The Exorcist

The Exorcist ★★★★★

Have you ever had mice or rats in your attic? If you have, you know both the feelings of annoyance and invasion that oozes from your home for a short while. After setting up various traps and checking for signs of entry, all you can really do is stay up at night and listen for them. The slight clicks, the tapping of toes, the creaks and the dust that rises as the result of a disturbed floorboard; It feels as if you don't have control of your own home.

If you've seen The Exorcist, I'm sure you'll remember the scenes discussing the rats in the MacNeil home, as well as the utterly terrifying moments when you hear them rattling around.

Except I've left out one minor detail.....


The Exorcist, was and will continue to be, one of the most quietly discussed films of all time. Growing up, whenever the film was mentioned, it was always with a quiet hush or a quivering whisper. Especially in a religious household, The Exorcist is still frequently cited as an obscene and even sacrilegious piece of cinema. That couldn't be more wrong.

I distinctly remember riding my bike home from the video store one Saturday afternoon in September, happy as I've ever been because I managed to convince the video clerk to let me rent "THE SCARIEST MOVIE EVER MADE." Or so it said on the cover. I'm not saying that isn't accurate, it definitely is, but talk about expectations for an average viewer. As a 13 year old, I couldn't sleep for weeks. It fucking wrecked me. And yet, I watched it three times before I had to return it. William Friedkin's masterpiece had an unshakable effect on me, and it will continue to have that very same effect each time I rewatch it.

However, The Exorcist hasn't just stayed scary for me over the years, It has deepened and ripened in both its technical elements and its hair-raising core. It is arguably the greatest film ever made about faith, and the only film that comes close is The Last Temptation of Christ, another film ridiculed and criticized, except for much more prominent reasons. I just don't understand why so many lambasted the film for being Evil or endorsing Evil. Really? Did you even watch the film? The Exorcist, without spoiling anything (you should have seen it by now), is a very positive film in its own way, showcasing faith and its influence in the mysterious fashion that it exists in the world.

It really isn't a typical example of a horror film either, although it's an example that every horror film should strive towards. It's a mature, thoughtful, deliberately paced, and searing work of religious contemplation; one that is known more for its spewing vomit instead of its individualized characters and its complex symbolism. This mindset is a small minority however, and over the years, It has become clear that many have discovered the film's true reason of existence; to help sort through the mysteries of faith.
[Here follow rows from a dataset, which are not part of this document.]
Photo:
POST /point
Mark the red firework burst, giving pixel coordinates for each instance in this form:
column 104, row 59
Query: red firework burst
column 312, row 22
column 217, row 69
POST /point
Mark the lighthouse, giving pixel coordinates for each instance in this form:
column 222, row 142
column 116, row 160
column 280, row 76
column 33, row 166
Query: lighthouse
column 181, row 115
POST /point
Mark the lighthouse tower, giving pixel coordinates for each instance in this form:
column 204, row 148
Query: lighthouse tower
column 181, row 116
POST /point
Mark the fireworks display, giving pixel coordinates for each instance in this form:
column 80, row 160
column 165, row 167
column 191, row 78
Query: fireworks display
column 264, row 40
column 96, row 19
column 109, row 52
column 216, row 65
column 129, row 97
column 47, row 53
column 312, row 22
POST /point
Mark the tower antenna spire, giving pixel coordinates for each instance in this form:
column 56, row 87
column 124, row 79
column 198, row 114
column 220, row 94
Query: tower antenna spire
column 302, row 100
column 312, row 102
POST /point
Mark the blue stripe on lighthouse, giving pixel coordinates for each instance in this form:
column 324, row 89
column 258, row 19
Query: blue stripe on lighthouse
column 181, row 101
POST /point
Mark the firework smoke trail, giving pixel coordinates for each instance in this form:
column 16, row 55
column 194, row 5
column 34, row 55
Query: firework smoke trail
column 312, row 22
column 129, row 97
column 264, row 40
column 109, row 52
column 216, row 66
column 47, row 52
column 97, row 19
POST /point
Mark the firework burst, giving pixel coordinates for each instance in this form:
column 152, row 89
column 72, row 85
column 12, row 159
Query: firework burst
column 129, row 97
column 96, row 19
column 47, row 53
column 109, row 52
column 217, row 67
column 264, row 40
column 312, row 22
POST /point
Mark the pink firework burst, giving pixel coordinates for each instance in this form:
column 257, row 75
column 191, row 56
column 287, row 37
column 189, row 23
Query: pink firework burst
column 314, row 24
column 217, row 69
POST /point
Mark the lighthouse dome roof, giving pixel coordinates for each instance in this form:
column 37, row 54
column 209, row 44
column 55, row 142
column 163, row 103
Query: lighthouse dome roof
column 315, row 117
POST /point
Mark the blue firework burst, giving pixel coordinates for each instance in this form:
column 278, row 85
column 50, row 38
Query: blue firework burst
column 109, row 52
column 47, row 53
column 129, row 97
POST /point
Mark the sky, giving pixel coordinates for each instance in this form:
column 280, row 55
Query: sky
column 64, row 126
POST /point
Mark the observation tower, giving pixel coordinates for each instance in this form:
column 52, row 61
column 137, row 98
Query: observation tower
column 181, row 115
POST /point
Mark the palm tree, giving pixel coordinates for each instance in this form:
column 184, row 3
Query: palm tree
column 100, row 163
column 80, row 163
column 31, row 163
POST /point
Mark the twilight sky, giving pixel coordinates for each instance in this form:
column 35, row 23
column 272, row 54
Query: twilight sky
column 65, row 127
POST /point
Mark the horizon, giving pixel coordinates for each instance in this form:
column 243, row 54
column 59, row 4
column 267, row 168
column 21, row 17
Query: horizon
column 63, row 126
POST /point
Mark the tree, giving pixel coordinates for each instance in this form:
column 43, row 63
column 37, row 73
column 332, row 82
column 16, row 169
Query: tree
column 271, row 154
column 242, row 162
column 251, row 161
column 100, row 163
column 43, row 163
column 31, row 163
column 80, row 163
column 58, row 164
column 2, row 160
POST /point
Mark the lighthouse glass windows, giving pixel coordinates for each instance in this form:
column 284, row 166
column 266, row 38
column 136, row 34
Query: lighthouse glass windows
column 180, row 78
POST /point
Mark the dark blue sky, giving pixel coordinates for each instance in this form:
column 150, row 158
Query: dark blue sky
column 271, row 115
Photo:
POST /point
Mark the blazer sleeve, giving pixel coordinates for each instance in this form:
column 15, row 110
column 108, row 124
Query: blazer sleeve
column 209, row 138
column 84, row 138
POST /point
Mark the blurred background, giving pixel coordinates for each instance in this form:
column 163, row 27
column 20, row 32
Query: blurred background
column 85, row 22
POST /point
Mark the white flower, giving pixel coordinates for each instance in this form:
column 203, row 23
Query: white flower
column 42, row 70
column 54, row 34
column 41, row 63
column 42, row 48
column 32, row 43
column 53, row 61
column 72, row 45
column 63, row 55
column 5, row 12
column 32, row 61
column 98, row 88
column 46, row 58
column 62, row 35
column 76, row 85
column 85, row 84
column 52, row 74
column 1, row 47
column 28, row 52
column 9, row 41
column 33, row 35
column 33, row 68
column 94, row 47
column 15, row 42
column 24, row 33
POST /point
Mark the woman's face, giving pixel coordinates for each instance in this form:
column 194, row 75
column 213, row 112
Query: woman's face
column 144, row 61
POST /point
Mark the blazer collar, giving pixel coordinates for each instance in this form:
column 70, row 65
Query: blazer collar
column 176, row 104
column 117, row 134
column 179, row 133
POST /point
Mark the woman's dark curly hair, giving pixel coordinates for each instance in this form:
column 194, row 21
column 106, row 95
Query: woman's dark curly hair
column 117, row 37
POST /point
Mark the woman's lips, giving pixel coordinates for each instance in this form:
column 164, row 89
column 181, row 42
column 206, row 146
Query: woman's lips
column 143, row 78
William Peter Blatty's screenplay, based on his novel, is completely absorbing. Every character is well-rounded, interesting, flawed, and beautifully defined. And with actors such as Ellen Burstyn, Max Von Sydow, Lee J. Cob, Jason MIller, and Linda Blair; every role is brought to startling life and gorgeous humanity. William Friedkin's direction perfectly compliments their efforts, with the contrast between silence and chaos, light and dark, good and evil culminates in a film of supreme density in regards to its themes. His images are grainy, off-kilter, and alarmingly simple. It lets everything else to the talking, but because of that, the direction leaps off the screen in an unorthodox way that hasn't been seen before or since.

The aural/visual components are simply stupendous, with Owen Roizman's cinematography reaching into the darkness and pulling out images that will stay in your head for weeks. The aural elements are exotic, feverish, alive, and blood-curdling, and the sound deserves a high-quality surround system. The sounds float in the air, never leaving as they fade into the silence until its their turn to pounce again.

And of course, it needs to mentioned that The Exorcist is scary. Really scary. Like "HOLY FUCKING SHIT I'M NEVER GOING TO MAKE IT THROUGH THIS" scary. I like to mention this last because in spite of this, I feel that Friedkin's film should be celebrated, not hidden in the corner of the video store. It's horrifying to be sure, but within, there's a story as powerful and poignant as any. It'll resonant, It'll scare, and It'll make you think. Undoubtedly the greatest horror film ever made, and in my eyes, one of the 30 greatest accomplishments in cinematic history.